9/11 Remembered: The Year of Flying Dangerously (Part 4)
“9/11 Remembered: The Year of Flying Dangerously” (Part 4)
(The third installment of Dick Jordan’s recollections of the events of September 11, 2001 appeared yesterday. The story concludes today.)
Unhappy Travels
A month after returning from Europe we were in the air again, this time flying from San Francisco to Newark where we picked up a rental car and drove northwestward into Pennsylvania. In mid-summer my wife had gone back to upstate New York to help her 94 year old ailing aunt move into an assisted living facility located across the Delaware River just a few miles south of her home. Now we were coming to help her celebrate her 95th birthday.

The health of my wife’s aunt had declined since August. She was hospitalized when we arrived, then moved to a nursing home. We bought a cake and some gifts and held a bed-side birthday party for her.

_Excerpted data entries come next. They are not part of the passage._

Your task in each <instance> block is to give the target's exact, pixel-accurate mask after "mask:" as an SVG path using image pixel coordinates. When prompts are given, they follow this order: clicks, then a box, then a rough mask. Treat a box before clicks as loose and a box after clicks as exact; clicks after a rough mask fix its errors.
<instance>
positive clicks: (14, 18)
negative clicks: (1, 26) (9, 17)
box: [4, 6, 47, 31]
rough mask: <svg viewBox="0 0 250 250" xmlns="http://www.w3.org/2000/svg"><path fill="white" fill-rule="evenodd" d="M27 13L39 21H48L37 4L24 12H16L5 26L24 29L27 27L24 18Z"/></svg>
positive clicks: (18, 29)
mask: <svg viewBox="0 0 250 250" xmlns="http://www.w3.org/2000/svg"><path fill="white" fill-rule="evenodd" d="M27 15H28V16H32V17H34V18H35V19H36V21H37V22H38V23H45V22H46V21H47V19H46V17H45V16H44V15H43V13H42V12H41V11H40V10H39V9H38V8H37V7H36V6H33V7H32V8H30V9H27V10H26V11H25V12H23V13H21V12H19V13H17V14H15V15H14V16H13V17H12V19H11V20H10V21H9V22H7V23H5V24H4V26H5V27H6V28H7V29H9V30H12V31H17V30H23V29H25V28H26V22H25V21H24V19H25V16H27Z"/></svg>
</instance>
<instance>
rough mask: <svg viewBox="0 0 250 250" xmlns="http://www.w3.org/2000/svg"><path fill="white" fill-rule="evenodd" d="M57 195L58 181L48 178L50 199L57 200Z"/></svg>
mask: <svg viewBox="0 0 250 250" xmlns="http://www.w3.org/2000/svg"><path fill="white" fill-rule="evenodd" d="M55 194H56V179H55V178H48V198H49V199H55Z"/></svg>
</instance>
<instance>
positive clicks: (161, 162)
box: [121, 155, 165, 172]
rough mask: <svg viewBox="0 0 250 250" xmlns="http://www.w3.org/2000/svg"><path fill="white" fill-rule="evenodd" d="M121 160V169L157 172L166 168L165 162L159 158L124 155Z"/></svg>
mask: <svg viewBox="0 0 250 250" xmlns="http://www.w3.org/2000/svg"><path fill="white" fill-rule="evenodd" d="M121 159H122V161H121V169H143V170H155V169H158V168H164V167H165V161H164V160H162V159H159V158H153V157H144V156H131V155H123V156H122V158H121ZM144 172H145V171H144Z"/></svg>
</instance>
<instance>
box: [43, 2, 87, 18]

We stopped at the nursing home the following morning to pay her one last visit before driving on to the Newark airport for the trip home. But she had died sometime during the night, so we rescheduled our flight to later in the week in order to attend the funeral.
As it turned out, we might not have made it home that day, anyway. Earlier in the morning American Airlines Flight 587 crashed in Queens shortly after takeoff from JFK. Flight operations at Newark were temporarily suspended due to concerns that the plane might have been brought down by a terrorist attack.

Less than a month later I received a phone call from my stepfather’s brother. My stepfather had suffered a severe stroke. I flew to Seattle the following day, stayed with him until he passed away at the end of the week, and set about making the funeral arrangements. My wife arrived from California, we buried my stepfather, then flew home just before Christmas.